Recall that to give an ostensive definition of a thing is to “attach a nametag” to it by gesturing toward the thing and producing an utterance. You might think that “S” could be defined ostensively. Not so. For in what sense can you gesture toward a sensation? It is not as though I could point to the S-sensation in my head (I’d just be pointing at my head!). But you might think that in some sense you can point to your sensation insofar as you “concentrate [your] attention on the sensation [so as to] `point inwardly’”. But this, too, would be a mistake. For we can ask “what is this `ceremony’ of concentrating your attention for?” What does it mean to “concentrate your attention” on this thing rather than that – and what does it actually accomplish? You might think it accomplishes this: by concentrating your attention on the sensation and committing to memory a connection between the sensation and “S”, you bring about the connection between the sensation and “S”.
Committing the connection to memory just means that this process [concentrating the attention] brings it about that I remember the connection correctly in the future. If concentrating your attention makes it the case that you remember the connection correctly in the future, then there must already be some fact of the matter regarding a correct connection between the sensation and “S”. But in the case we are asked to consider, there is no criterion of correctness. I can’t bring it about that I remember the connection correctly in the future unless I have the resources to say that it was correct to apply “S” to the sensation in the first case. There’s a temptation to say that because this is my private sensation and my private language whatever seems correct to me is correct. And so because applying “S” to the sensation seems correct to me, it in fact is. This, however, is not right. To say “whatever seems correct to me is correct” is just to say that “we cannot talk about `correct’”.
A brief elaboration. My “concentration of attention” doesn’t seem like it should change anything about how “S” may be used, nor does it affect the sensation; there is no tangible connection brought about. It cannot be the case that whatever seems right and wrong is in fact what is right and wrong. For if it were, then understanding how to “go on” would just be a matter of conforming to the thought or formula which seems right in your head.

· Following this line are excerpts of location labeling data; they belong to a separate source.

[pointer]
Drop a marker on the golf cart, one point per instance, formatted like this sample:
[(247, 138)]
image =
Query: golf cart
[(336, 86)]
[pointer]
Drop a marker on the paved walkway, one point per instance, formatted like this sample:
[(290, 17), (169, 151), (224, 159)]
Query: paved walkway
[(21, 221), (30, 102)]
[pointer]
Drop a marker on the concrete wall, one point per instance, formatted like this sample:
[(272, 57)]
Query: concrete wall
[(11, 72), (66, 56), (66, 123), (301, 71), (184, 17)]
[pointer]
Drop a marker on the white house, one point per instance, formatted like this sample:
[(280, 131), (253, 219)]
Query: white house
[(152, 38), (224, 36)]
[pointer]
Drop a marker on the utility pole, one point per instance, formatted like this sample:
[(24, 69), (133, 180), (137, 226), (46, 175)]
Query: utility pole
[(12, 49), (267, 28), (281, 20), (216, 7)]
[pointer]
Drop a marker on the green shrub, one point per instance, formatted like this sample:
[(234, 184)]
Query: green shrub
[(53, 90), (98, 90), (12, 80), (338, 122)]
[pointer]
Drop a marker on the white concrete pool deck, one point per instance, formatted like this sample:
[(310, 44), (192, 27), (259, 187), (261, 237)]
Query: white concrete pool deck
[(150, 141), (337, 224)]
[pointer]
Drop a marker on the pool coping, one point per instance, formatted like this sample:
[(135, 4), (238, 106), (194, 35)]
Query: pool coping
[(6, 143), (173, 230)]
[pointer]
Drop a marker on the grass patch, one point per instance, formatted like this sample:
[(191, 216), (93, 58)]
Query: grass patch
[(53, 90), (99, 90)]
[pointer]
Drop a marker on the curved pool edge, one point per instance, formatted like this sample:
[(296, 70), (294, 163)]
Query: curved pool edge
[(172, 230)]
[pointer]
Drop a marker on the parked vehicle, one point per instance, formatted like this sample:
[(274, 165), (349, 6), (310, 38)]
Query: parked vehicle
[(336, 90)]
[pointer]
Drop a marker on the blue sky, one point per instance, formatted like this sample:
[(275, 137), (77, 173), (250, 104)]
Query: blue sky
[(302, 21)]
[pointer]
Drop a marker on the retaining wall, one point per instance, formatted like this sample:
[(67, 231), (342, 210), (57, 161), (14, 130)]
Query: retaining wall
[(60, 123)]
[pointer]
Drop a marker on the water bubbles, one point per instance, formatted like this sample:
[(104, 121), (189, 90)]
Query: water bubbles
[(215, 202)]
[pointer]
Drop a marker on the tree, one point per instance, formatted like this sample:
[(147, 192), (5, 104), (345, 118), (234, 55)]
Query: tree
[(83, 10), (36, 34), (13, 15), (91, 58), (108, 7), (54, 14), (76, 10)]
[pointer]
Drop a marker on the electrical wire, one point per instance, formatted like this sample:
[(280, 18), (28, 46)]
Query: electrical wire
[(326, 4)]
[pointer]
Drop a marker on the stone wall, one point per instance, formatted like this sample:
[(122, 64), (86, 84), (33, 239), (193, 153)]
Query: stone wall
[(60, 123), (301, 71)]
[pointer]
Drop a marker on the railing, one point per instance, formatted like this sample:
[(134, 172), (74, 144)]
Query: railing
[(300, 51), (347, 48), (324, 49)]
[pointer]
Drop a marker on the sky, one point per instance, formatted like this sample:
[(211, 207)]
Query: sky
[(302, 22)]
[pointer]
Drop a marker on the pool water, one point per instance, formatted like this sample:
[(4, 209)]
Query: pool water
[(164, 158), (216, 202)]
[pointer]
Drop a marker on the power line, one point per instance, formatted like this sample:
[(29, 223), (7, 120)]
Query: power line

But we saw in §154 that understanding how to go on or continue a series is not a matter of having a formula occur in your head and conforming to that. Likewise, what is right or wrong is not so because of some occurrence in your head – like “seeming right”. Suppose I wake up one morning and what seemed right to me yesterday now suddenly seems wrong – has the status of what is right or wrong suddenly changed? Intuitively, we want to say “no”. Because I cannot mentally set my own standard of correctness, then in this situation there can be no “right” or correct use (of “S”).
We can strengthen this point with considerations from §257. If I invent a name for my sensation in my private language, I cannot make myself understood when I use the word. That is, I could never use “S” in a sentence and have someone understand what I mean by it. If I cannot make myself understood to others when I use the sign, then in what sense do I understand “S” when I use it? It seems like I can just stick “S” to whatever sensation I feel like, whenever I feel like—so in what sense could this sign have any meaning to me? Insofar as it a name? Not so, for there is still no criterion of correct usage. A name is used to refer to an object, and I cannot use this name for anything (as no one understands it) – it has no purpose and cannot be used to refer. Should I use “S” to refer to some other thing, no one can tell me I’ve used the sign wrong – if “S” can refer to whatever I like, then there cannot be a fact of the matter as to the correct use of “S”.
In order to give something a name, there must a role existing in the language for that word to occupy. There must be a post at which the word is stationed – a role the world plays. But there is nothing in the grammar of any public language – no station – which fixes the use of the term “S”. So we cannot under the notion of a private language.